World View: Young Arabs trying to make themselves heard
There are more young people in the Middle East than ever before, and many feel ignored
Tahrir Square in Ciaro on February 1, 2011. Most 18-29-year-olds in the region have disengaged from politics after the uprisings. (Photo by Peter Macdiarmid/Getty Images)
Since the 1980s the Middle East has had a youth bulge caused by improved healthcare and a continuing high fertility rate. More than two-thirds of the population are under 30, about half under 20 and a third under 15. The number of young people has doubled, making this the region’s largest-ever generation of youth. But more than a quarter of under-25s are unemployed.
These demographic facts deeply affected the Arab uprisings of 2011 and their defeat and reversal since then by viciously repressive counter-revolutions, upgraded authoritarian governments or reforming monarchies. Youth and social movements have been marginalised by regimes that cannot provide employment, opportunities or hope.
Power is wielded by older generations and mainly by the privileged men who control the region’s states, armies, economies, political parties, mainstream media, and families. They now worry that excluding youth from power may radicalise them into fundamentalist and violent movements, such as Islamic State, or revive social unrest. Such fears feed into European responses, which reveal an anxiety about instability and mass migration that often overrides previous concerns with democratic values.
It therefore matters to know what young people in the region think and feel about its future and their prospects. The latest Arab youth survey, the eighth in a series by a Gulf-based public relations firm, conducted face-to-face interviews with 3,500 young people in 16 Gulf, Levant and north African states.
It finds they overwhelmingly reject Islamic State but believe unemployment and poor prospects help explain the group’s appeal. Half say these factors are more important than religion.
The young people surveyed prioritise stability over democracy and have less hope of change than before. Two-thirds of them want governments to do more to improve personal and women’s freedoms, although they were not asked about abuses of human rights. They get most of their news online and from television, not newspapers.
Another window on this younger generation comes from a remarkable series of debates across the Middle East and north Africa, titled Young Arab Voices.
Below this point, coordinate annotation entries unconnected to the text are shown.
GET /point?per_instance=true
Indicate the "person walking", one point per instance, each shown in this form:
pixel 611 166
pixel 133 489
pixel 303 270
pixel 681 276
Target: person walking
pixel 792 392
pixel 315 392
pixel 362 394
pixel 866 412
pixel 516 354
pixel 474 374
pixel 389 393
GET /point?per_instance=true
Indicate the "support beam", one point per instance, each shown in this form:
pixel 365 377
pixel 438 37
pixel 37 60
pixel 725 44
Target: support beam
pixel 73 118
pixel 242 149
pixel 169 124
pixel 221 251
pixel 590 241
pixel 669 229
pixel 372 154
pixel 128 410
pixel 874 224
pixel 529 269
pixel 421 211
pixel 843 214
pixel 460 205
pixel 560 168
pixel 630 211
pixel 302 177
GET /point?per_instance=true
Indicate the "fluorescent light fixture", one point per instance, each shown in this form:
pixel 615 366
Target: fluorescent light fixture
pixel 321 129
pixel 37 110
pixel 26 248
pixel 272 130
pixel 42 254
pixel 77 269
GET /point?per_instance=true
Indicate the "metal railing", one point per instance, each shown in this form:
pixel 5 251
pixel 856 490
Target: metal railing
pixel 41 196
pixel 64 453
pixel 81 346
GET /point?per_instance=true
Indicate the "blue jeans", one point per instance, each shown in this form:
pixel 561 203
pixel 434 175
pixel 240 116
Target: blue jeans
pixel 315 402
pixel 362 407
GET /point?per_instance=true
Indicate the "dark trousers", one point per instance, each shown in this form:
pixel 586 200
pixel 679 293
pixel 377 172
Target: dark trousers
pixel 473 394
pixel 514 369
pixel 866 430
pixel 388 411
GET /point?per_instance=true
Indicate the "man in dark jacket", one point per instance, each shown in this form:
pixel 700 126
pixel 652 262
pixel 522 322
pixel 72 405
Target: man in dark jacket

Universities, schools and communities have created national and regional debating networks attracting more than 100,000 young people from Lebanon, Palestine, Jordan, Egypt, Libya, Tunisia, Algeria and Morocco.
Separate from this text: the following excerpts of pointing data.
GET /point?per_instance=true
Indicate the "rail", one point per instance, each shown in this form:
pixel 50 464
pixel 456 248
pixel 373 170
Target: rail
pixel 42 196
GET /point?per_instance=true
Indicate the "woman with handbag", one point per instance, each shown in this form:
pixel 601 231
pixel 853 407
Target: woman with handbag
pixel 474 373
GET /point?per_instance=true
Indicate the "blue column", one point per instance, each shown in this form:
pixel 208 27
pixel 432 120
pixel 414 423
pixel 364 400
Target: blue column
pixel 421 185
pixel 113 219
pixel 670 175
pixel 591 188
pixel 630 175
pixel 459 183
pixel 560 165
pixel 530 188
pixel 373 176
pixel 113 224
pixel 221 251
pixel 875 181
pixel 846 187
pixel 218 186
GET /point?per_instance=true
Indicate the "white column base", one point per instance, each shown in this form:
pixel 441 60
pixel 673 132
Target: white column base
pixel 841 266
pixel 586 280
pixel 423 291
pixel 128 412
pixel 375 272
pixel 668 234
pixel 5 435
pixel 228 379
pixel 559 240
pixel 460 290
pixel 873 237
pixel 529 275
Conducted in Arabic, English and French, co-managed by the Anna Lindh Foundation and the British Council, and funded by the British Foreign Office and European Commission, the debates have become a part of civic life. (The foundation, named after a Swedish minister assassinated in 2003, is devoted to intercultural dialogue in the EuroMed region and is funded by its 42 member-states, including Ireland, and the EU.
The values championed – critical thinking, listening, evidence-based research and argument, challenging stereotypes – are cherished the world over wherever public reasoning is practised.
The latest phase of the programme, called “Debate to Action”, shifts beyond personal debating skills to an advocacy of public improvement.
Having established a solid base in many universities, the debates are moving to schools and less privileged communities. They have an unexpected appeal to students and citizens impatient with rote learning and dogmatic public argument. The usual style of demonising opponents and silencing critics in politics and media stifles change and bolsters elites, they say.
At the close of a regional debating competition in Tunis last month, a declaration was issued condemning the use of violence for political purposes – as seen in the bombing in Brussels and acts of violence elsewhere in the Arab world and in Turkey – and calling for more dialogue and debate with the young people in Europe.
The debates go far beyond the security issues that preoccupy much European commentary on north Africa and the Middle East. The young Arab participants do not recognise themselves in stereotyped misperceptions of their societies as determined by fundamentalist Islam, as they too share concerns about these movements. They would not consider using such violence; their concerns are with their livelihoods and communities and with finding much greater opportunities to influence policymaking.
Research for Anna Lindh by the Chatham House think tank in London shows that, for the moment, most 18-29-year-olds in the region have disengaged from politics after the uprisings. The more educated ones feel little real improvement in their chances of being employed or listened to across the generational chasm.
Europeans should listen to these young voices from their southern neighbourhood. They deserve to be heard and responded to sympathetically and with solidarity.